Updated: Feb 7
I was asked to write about my “comfort food” and thought, what even is comfort food? Assuming the subject of comfort food is universal, I decided on my comfort food and to write about how it is a connection between me and my origin. My comfort food is a fish paste made specifically by my mother. I am Karen, a small ethnic group from Burma (now called Myanmar). I was born in a refugee camp along the border of Thailand due to an ongoing civil war known as the Karen Conflict. Disaster struck when the Burmese military was ordered to cleanse the people inhabiting their precious land. Many innocent lives were lost, and without a solidified government system, the Karen people stood no chance against their enemies. Families were forced to flee from their land, homes were burned to the ground, corpses were flying across the air, the aroma of burning flesh traveled vastly.
The mass genocide was a sight to behold. While this is a historical event, the conflict is a mystery to most people and new generations because of the poor educational system. Plus - it was never taught in schools. I grew up hearing convincing tales of noble heroes fighting in the war, but later in life have come to realize these stories had drifted into legend. Most memories of my birthplace have faded, so I consider San Diego my hometown. Families fled from the chaos and had to walk thousands of miles. They needed enough food for everyone and needed to preserve it throughout the journey. One main protein of their diets was fish. Since the people had prior knowledge of preserving food, they figured fermentation would be most convenient, and so the fish was morphed into a stinky mushy paste.

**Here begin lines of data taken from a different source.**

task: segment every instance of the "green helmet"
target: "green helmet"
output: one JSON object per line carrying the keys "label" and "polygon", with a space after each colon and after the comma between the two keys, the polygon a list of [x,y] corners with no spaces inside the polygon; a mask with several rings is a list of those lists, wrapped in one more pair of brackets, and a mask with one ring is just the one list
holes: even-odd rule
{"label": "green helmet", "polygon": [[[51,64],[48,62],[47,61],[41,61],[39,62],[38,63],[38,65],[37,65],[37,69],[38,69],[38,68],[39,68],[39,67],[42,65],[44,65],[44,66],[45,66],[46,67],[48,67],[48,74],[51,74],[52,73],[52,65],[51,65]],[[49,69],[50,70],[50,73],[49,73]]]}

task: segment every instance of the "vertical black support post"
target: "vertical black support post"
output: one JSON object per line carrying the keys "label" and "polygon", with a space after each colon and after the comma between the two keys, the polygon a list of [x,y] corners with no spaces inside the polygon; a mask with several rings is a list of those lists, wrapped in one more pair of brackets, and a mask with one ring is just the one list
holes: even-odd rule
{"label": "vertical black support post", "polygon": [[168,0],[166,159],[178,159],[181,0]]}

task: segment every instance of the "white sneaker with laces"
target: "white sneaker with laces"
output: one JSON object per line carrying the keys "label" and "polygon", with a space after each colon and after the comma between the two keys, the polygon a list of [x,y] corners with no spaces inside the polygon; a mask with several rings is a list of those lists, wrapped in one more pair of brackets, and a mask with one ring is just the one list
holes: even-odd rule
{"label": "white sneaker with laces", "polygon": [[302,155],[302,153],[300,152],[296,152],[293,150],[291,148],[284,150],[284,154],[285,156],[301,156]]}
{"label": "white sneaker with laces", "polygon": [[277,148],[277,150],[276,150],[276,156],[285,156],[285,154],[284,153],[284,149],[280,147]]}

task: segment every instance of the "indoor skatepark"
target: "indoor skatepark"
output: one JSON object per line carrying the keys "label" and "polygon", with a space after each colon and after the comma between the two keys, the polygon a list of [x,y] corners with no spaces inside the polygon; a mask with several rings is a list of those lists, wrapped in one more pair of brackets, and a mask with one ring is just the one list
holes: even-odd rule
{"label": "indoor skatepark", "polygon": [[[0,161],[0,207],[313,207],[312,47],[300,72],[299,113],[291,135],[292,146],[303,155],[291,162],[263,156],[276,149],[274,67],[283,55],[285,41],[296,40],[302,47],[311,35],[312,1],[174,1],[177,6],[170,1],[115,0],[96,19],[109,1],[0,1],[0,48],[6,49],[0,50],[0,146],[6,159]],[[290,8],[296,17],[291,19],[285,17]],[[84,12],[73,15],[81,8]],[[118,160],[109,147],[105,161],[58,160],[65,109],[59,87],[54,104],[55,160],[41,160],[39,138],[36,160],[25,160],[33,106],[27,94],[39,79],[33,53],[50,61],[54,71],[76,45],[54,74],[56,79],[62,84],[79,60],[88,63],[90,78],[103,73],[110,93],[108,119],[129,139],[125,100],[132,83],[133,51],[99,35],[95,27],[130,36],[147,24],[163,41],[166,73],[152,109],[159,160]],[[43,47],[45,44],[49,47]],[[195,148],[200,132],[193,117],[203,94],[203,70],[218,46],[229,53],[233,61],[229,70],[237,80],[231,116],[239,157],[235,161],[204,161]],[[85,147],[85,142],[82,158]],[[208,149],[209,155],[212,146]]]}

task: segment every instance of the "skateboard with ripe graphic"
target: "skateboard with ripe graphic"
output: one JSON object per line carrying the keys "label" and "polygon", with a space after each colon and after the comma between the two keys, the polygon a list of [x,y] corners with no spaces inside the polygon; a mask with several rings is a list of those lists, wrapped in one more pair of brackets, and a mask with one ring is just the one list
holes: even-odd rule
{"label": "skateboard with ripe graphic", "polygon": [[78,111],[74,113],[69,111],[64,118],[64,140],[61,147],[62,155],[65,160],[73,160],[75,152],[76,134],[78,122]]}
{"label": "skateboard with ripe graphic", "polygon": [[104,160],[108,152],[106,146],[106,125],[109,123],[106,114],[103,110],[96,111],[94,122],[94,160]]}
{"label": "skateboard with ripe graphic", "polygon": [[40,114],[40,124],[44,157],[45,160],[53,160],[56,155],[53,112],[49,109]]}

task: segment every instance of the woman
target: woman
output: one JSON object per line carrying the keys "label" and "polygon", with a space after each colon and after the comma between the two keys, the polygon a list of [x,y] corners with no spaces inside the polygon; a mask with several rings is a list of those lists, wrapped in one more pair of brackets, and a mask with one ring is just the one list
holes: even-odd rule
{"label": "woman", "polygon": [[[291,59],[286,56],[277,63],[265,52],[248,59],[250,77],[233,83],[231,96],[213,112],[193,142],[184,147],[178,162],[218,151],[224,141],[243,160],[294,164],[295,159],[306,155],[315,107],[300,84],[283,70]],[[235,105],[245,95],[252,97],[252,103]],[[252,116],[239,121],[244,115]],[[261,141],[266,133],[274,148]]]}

The process of making the fish paste is easy: first, lay the fish on a surface for a couple of days until it dries in the sun. Then, when it is dried, you mash it and add salt, put it in a container, and leave it for a few weeks. Then, it becomes a fish paste. If you ever get the chance to visit a Karen household, I guarantee they have a jar of fish paste somewhere in their kitchen. It may seem like the paste was only necessary for survival, but it has been part of our traditional cuisine way before the Karen conflict. I have been eating this for as long as I can remember. I have tried different household versions of how they make it, but none of them quite live up to my mother’s version. Various fish pastes can be found in local Asian grocery stores, but my mother still orders hers fresh from the jungles where the refugee camps still stand. This dish is the most common and the easiest to make, but I never really considered this dish to have any significance until I was asked what my comfort food is and why. Every time that fish paste is included in my meal, it is a reminder of my people's history and my connection with them.